Install the April 2024 iWork update and you’ll gain access to a “new” feature that’s decades old: noncontiguous text selection. Put simply, it means you can select text that doesn’t flow continuously from one letter to the next. This lets you select multiple areas of text for manual formatting or character styles all at once instead of one at a time. (Apple doesn’t let you use Find & Replace to select everything that matches the Find field, however.)

To make a noncontiguous selection:

Start by selecting any text in Pages, Numbers, or Keynote.

Hold down the Command key.

Select additional ranges: drag for a select, double-click to add words, or triple-click to add paragraphs.

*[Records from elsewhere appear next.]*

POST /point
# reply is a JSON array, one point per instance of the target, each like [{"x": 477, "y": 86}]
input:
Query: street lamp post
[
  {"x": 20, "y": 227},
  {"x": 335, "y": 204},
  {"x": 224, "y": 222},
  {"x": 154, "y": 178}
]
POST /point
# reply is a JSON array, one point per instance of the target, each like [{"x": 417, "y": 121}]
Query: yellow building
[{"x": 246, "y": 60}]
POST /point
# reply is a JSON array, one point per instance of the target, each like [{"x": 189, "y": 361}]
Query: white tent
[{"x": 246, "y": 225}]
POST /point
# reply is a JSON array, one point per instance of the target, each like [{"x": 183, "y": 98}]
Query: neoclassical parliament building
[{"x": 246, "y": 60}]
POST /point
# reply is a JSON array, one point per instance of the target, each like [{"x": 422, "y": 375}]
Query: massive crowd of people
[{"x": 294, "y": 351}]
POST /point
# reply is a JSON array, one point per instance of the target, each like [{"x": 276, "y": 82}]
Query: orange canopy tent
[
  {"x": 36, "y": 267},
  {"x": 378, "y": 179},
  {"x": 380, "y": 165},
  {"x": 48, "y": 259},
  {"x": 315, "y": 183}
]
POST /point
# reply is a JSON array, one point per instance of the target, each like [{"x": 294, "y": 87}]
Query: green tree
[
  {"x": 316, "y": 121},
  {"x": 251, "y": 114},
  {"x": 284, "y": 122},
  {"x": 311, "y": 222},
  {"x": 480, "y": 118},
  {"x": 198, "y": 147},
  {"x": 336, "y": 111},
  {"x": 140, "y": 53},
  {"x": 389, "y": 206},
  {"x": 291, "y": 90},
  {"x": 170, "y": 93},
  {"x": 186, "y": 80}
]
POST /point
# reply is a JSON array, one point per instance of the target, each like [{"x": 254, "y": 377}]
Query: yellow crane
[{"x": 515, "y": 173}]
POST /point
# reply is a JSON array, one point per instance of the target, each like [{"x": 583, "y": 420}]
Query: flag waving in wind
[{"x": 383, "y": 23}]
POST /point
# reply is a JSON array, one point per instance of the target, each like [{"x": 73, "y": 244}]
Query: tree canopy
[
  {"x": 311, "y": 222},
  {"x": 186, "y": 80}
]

You can remove text from the selection by dragging or Shift-dragging while keeping Command held down.

With a noncontiguous selection, all the normal formatting options are available in the Format sidebar (View > Inspector > Format).

After making a noncontiguous text selection, I set the selected text to a different type weight.

Foundry

While I joked above about Apple being late to the party, it’s absolutely true. I can’t find the earliest citation of noncontiguous text selection, but Nisus Writer–still in production today–was promoting this special feature in an ad in MacUser magazine back in 1991. Years before that, this kind of selection was also available with lots of keystrokes in pre-graphical-user-interface word processors.